A $20 Drug Company Meal Yields 2-5 Times More Prescriptions Save
Accepting a single pharmaceutical industry-sponsored meal was associated with higher rates of prescribing certain drugs to Medicare patients by physicians, with more, and costlier, meals associated with greater increases in prescribing, according to an article published online by JAMA Internal Medicine.
Some argue industry-sponsored meals and payments help facilitate the discussion of novel treatments but others have raised concerns about the potential to influence prescribing patterns. Previous studies have suggested physician-industry relationships were associated with increased prescribing of brand-name drugs.
R. Adams Dudley, M.D., M.B.A., of the University of California, San Francisco, and coauthors linked two national data sets to quantify the association between industry payments and physician prescribing patterns.

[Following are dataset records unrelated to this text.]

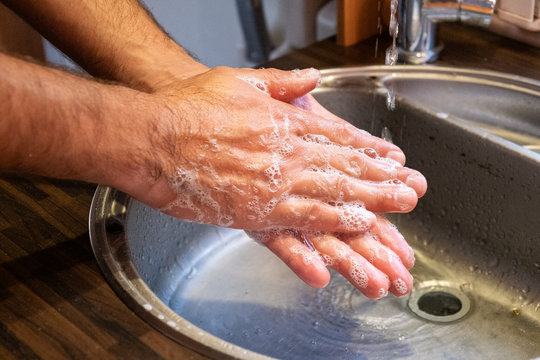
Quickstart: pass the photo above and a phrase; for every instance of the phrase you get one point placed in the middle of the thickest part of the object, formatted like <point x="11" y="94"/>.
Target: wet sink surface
<point x="476" y="236"/>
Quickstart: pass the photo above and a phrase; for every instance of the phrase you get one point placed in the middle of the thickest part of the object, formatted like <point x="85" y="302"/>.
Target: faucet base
<point x="418" y="57"/>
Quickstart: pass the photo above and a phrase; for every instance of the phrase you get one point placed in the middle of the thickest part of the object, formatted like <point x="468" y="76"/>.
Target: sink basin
<point x="476" y="236"/>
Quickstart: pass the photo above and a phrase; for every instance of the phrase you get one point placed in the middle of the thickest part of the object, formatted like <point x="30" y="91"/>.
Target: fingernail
<point x="400" y="287"/>
<point x="397" y="156"/>
<point x="418" y="182"/>
<point x="406" y="198"/>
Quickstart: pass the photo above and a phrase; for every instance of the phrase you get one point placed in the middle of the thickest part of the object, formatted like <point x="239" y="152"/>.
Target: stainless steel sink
<point x="476" y="236"/>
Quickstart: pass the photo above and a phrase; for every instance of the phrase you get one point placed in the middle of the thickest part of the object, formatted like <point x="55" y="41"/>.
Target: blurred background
<point x="223" y="32"/>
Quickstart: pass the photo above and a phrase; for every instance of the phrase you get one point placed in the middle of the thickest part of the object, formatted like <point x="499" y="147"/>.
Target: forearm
<point x="76" y="124"/>
<point x="115" y="40"/>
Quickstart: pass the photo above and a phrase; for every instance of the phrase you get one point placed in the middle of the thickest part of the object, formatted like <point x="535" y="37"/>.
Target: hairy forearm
<point x="56" y="124"/>
<point x="115" y="40"/>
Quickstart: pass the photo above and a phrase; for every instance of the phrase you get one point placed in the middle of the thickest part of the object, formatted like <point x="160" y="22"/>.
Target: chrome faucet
<point x="417" y="24"/>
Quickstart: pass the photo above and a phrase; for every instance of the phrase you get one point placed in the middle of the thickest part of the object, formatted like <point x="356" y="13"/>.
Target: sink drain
<point x="439" y="301"/>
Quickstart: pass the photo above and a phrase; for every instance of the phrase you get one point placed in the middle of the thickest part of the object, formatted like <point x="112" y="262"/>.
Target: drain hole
<point x="439" y="303"/>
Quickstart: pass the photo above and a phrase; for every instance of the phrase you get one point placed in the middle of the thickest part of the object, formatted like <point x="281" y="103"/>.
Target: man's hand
<point x="375" y="262"/>
<point x="230" y="151"/>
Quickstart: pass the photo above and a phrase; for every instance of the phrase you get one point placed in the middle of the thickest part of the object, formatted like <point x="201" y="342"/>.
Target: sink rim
<point x="110" y="206"/>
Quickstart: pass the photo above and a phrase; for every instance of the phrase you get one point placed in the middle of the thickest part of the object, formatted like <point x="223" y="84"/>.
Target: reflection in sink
<point x="476" y="231"/>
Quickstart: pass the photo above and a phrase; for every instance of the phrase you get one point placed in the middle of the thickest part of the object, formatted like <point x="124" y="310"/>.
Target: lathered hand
<point x="375" y="262"/>
<point x="231" y="151"/>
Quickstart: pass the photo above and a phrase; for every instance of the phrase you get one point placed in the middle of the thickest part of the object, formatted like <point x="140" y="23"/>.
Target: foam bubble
<point x="358" y="275"/>
<point x="274" y="175"/>
<point x="354" y="217"/>
<point x="255" y="82"/>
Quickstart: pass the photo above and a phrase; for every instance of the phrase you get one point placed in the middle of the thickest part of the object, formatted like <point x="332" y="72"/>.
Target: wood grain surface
<point x="54" y="302"/>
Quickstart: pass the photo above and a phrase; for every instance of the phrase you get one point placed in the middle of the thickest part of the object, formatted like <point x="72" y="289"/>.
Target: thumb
<point x="288" y="85"/>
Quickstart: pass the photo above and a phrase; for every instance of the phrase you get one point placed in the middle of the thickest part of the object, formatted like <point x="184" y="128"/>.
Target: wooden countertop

Authors identified the most-prescribed brand-name drugs in each of four categories in Medicare Part D in 2013. The target drugs were rosuvastatin calcium among statins, nebivolol among cardioselective β-blockers, olmesartan medoxomil among angiotensin receptor blockers (ACE inhibitors and ARBs), and desvenlafaxine succinate among selective serotonin and serotonin-norepinephrine reuptake inhibitors (SSRIs and SNRIs). The 2013 Open Payments database describes the value and the drug or device promoted for payments to physicians for five months in 2013 as reported by pharmaceutical companies.

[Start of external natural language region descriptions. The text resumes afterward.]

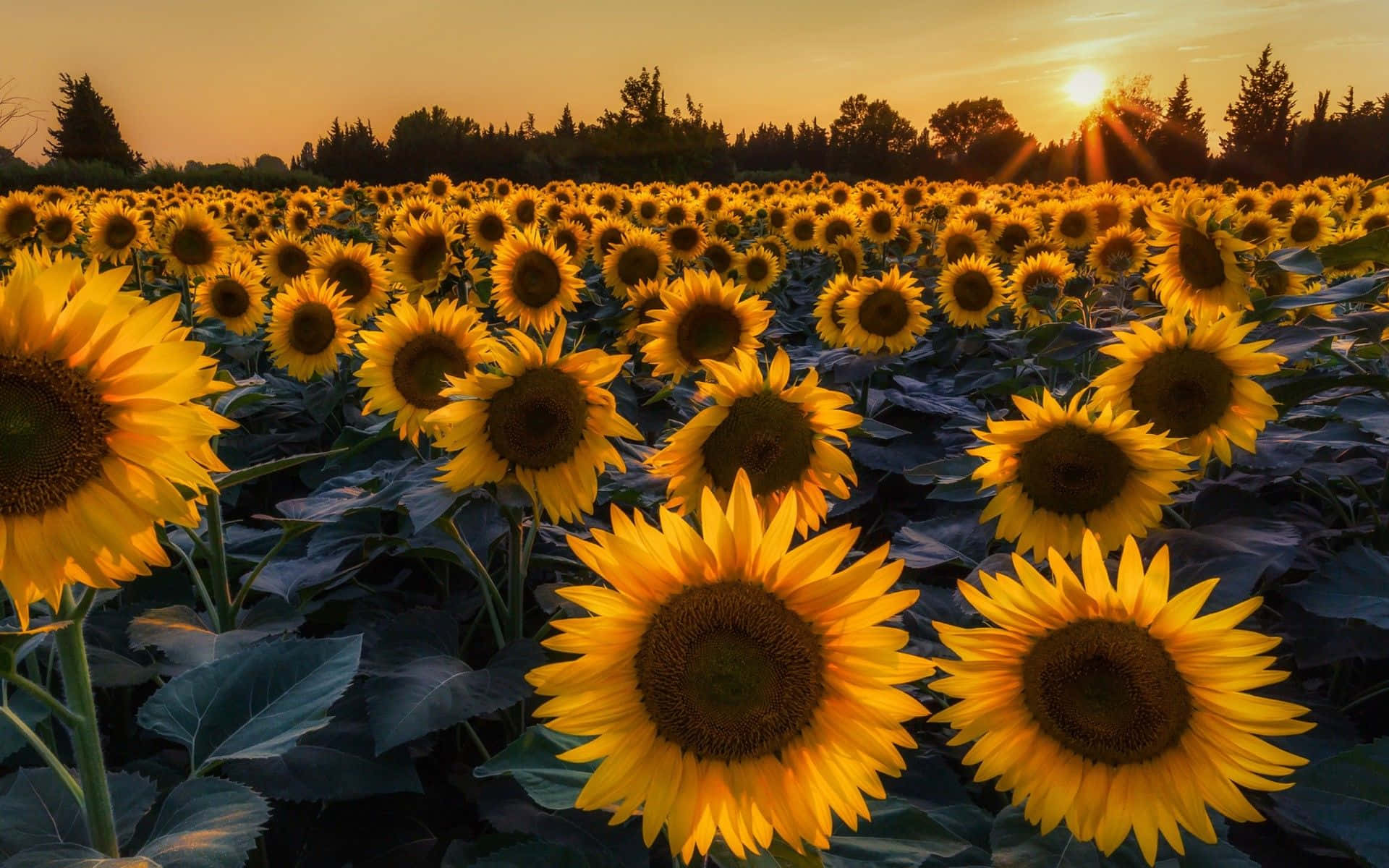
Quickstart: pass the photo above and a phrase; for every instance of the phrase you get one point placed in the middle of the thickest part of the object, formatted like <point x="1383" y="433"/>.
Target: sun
<point x="1085" y="87"/>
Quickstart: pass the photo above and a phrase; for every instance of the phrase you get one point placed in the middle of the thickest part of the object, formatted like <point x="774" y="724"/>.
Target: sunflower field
<point x="798" y="524"/>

Authors report 279,669 physicians received 63,524 payments associated with the four target drugs, with 95 percent of those payments being meals that had an average value of less than $20. Rosuvastatin accounted for 8.8 percent of statin prescriptions; nebivolol represented 3.3 percent of cardioselective β-blocker prescriptions; olmesartan represented 1.6 percent of ACE inhibitor and ARB prescriptions; and desvenlafaxine represented 0.6 percent of SSRI and SNRI prescriptions.

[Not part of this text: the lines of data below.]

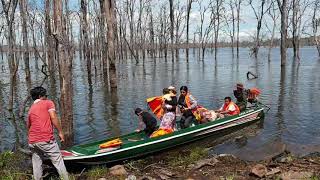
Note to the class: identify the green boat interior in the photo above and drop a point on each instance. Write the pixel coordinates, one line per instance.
(133, 139)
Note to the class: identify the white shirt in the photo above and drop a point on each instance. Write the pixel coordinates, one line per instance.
(230, 108)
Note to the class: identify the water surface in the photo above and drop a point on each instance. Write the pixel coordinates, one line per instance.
(292, 93)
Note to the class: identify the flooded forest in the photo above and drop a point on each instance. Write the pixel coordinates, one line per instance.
(101, 59)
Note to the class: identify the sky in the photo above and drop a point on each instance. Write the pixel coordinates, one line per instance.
(248, 21)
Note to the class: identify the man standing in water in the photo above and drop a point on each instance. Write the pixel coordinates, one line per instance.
(41, 119)
(241, 95)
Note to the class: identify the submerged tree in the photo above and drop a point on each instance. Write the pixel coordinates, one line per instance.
(284, 26)
(64, 58)
(9, 9)
(259, 13)
(111, 20)
(316, 25)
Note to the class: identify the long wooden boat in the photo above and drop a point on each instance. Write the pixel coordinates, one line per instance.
(136, 144)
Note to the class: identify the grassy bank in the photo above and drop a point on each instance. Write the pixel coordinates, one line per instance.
(194, 163)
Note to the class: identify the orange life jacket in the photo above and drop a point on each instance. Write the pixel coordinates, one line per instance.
(253, 93)
(155, 104)
(194, 111)
(226, 107)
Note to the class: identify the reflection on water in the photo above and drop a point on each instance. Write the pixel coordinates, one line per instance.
(100, 112)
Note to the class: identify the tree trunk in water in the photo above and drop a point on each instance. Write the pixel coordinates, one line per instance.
(238, 25)
(49, 39)
(63, 49)
(315, 26)
(23, 11)
(284, 25)
(86, 49)
(103, 39)
(295, 36)
(9, 11)
(172, 28)
(110, 19)
(271, 40)
(188, 18)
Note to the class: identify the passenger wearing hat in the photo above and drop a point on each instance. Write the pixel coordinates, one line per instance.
(241, 95)
(147, 119)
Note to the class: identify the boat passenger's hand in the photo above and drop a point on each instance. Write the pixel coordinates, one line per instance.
(61, 136)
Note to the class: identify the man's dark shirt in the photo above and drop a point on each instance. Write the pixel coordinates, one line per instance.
(241, 95)
(149, 120)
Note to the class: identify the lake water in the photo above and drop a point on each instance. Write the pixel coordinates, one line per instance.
(293, 120)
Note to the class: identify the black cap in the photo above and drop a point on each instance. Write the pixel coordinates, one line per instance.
(137, 111)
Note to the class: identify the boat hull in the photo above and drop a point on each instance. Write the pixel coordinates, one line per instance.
(153, 145)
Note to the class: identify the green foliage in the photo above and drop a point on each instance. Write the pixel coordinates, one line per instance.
(315, 178)
(186, 159)
(230, 177)
(97, 172)
(10, 164)
(5, 158)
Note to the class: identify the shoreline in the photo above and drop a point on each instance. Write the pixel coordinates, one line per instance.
(194, 163)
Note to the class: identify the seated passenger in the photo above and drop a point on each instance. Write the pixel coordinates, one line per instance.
(229, 108)
(241, 95)
(169, 108)
(149, 121)
(188, 106)
(207, 115)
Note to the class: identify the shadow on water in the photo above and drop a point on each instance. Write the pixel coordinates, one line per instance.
(280, 109)
(207, 142)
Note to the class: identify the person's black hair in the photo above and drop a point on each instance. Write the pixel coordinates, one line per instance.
(185, 88)
(229, 98)
(137, 111)
(165, 91)
(38, 92)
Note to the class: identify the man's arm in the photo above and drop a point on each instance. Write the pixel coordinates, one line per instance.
(193, 102)
(55, 121)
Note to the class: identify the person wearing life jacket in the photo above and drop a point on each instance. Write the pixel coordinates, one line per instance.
(148, 120)
(169, 104)
(241, 95)
(188, 106)
(229, 108)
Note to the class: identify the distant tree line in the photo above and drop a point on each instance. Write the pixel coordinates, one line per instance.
(105, 31)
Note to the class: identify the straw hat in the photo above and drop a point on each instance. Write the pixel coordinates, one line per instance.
(240, 85)
(171, 88)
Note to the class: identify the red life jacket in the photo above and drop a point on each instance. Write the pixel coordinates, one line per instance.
(194, 111)
(235, 112)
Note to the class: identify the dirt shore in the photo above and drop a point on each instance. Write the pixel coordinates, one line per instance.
(195, 163)
(192, 161)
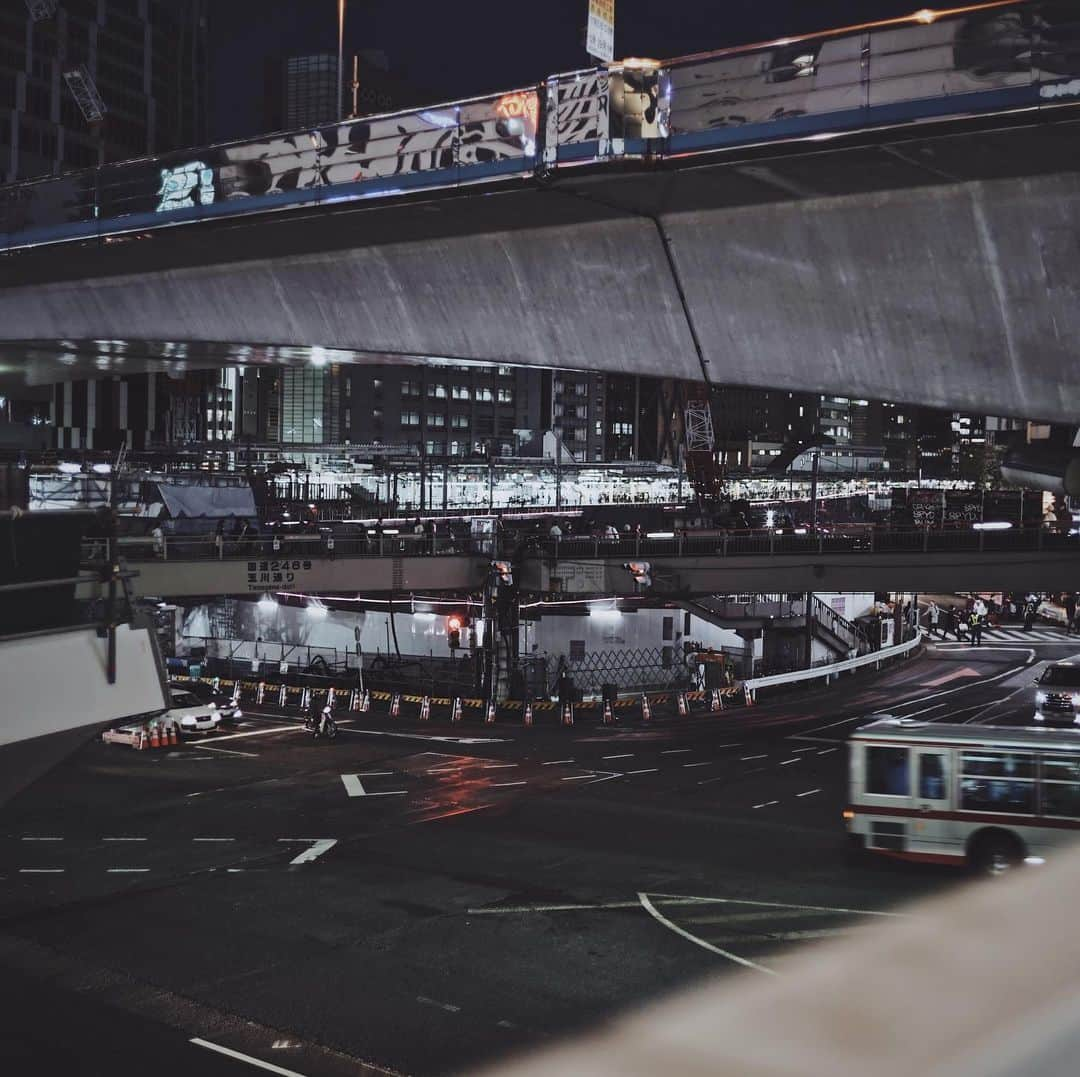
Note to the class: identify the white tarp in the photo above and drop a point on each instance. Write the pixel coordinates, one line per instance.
(207, 500)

Physicians who received meals related to the targeted drugs on four or more days prescribed rosuvastatin at 1.8 times the rate of physicians receiving no target meals, nebivolol at 5.4 times the rate, olmesartan at 4.5 times the rate, and desvenlafaxine at 3.4 times the rate, according to the results.
Physicians who received only a single meal promoting the four target drugs also had higher rates of prescribing those medications, the results suggest. Additional meals and costlier meals were associated with higher prescribing rates.
Higher proportions of the physicians who received industry payments were men, solo practitioners, and physicians who practiced in the South, the authors report.
The authors note their results are cross-sectional and reflect an association, not a cause-and-effect relationship. For example, if physicians choose to attend industry events where information is provided about drugs they already prefer then meals may have no effect on their prescribing patterns.
“Our findings support the importance of ongoing transparency efforts in the United States and Europe,” the study concludes.